Stability of Spatial Elastica in A Gravitational Field

This paper considers the behavior of a spatial elastica in a gravitational field. The slenderness of the system considered is such that the weight becomes an important consideration in determining elastic equilibrium configurations. Both ends of the elastica are clamped in an initially (planar) horizontal orientation at a fixed distance apart. However, one of the ends allows an increase in arc-length, that is, it is a sleeve joint. Thus, the total arc-length is the primary control parameter. This kind of elastica typically loses stability, resulting in out-of-plane deflections, when the total arc-length is increased beyond a critical value. A small mid-length torque can used to perturb a planar equilibrium configuration in order to test for stability. The aim of this study is to assess the effect of self-weight of the elastica (which is typically ignored) on promoting or delaying the loss of stability.

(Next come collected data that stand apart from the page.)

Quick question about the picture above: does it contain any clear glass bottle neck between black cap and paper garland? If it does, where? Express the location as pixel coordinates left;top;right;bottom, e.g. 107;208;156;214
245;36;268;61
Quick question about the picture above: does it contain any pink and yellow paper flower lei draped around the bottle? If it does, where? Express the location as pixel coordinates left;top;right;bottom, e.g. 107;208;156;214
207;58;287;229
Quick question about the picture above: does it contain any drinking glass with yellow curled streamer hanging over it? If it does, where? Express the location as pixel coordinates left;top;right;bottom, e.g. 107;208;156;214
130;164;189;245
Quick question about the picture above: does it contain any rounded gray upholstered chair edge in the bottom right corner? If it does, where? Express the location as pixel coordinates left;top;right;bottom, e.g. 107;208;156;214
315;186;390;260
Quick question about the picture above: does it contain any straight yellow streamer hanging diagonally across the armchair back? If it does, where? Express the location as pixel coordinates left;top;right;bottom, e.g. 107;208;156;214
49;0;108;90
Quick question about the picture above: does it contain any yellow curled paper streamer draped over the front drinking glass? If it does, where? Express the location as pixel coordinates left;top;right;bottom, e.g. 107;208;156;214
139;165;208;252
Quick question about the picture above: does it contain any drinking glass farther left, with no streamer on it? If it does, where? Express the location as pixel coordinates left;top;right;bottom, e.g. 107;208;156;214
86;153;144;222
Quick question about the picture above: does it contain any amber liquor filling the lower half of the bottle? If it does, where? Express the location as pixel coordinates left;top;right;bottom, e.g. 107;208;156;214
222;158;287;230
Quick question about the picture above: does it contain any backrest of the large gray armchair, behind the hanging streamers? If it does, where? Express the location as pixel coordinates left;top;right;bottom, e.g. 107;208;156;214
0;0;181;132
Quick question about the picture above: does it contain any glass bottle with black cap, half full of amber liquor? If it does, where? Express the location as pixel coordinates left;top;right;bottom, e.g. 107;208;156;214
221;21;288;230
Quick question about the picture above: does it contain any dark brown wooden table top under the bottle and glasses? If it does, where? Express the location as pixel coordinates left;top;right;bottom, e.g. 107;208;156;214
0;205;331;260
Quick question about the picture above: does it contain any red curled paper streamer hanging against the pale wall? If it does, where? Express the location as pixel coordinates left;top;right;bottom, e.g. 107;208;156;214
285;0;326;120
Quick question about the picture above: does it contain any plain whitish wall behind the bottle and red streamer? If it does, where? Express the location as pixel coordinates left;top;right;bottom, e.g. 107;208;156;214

To this end, it is useful to compare and contrast the results of orientation, that is, the system is configured in both an initial "upright" orientation and then in an "upside-down" orientation to highlight the influence of gravity. The results of the weightless elastica are used as a reference. Analysis is based on Kirchhoff's rod theory and Euler parameters, and the resulting set of governing differential equations are solved using a shooting method. The results from an experimental system using a slender superelastic wire made from Nitinol (Nickel Titanium Naval Ordnance Laboratory) exhibit close agreement with the analytical results.